DWELLINGS: The Jicarilla dwellings were the same as a plains tipi, made of buffalo skins with a smoke hole at the apex. RELIGION AND CEREMONIES: Girls puberty (Maturity) is an annual feast. There is also a four day medicine rite or "Bear Dance." QUOTES FROM "THE NORTH AMERICAN
INDIAN:" "The Jicarillas, or as they are commonly called Jicarilla
Apaches, occupy a reservation of nearly four hundred and fifty square miles of
mountainous country in northern New Mexico. Linguistically the Jicarillas are
the same stock as the Apaches of Arizona; but here the relationship ceases, for
the two peoples have virtually no knowledge one for the other; each according to
their respective genesis myths, had their origin in the general region in which
they live to-day, while the dialect, mythology, legends, and medicine rites of
the Jicarillas more closely resemble those of the Navaho than any of the Apache
groups." "Owing to their composite nature, the Jicarillas are a particularly interesting group. Too small in numbers to resist the cultural influence of other tribes, and having long been in contact with the buffalo hunters of the great plains as well as in close touch with the pueblo of Taos with its great wealth of ceremony and ritual, it is not surprising that the Jicarillas, in life and in ceremony, have been deeply influenced by other tribes." "The dead are buried in secret, only a few of the close relations having knowledge of the place.

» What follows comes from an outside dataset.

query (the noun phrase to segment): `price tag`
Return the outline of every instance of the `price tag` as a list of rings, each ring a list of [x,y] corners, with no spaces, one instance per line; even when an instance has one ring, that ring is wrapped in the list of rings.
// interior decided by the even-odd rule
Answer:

Immediately after the death the body is carried on horseback to a high point, where it is placed on the ground and covered with the personal possessions of the deceased... and all over heaped brush and stones." "The Jicarillas, like their kindred the Navaho and the Apache, pay much attention to religion and ceremony. Compared with the Navaho their life seems almost lacking in ceremony, but when contrasted with the various Yuman tribes on the Colorado and Gila rivers of Arizona it is fairly rich. Their healing or medicine rites include a dance, called 'Isante,' that occupies four days and four nights, and many one-day 'sings' in all of which dry-paintings are employed. Like the Apaches the Jicarilla attach much importance to the girls' puberty ceremony and still rigidly adhere to it."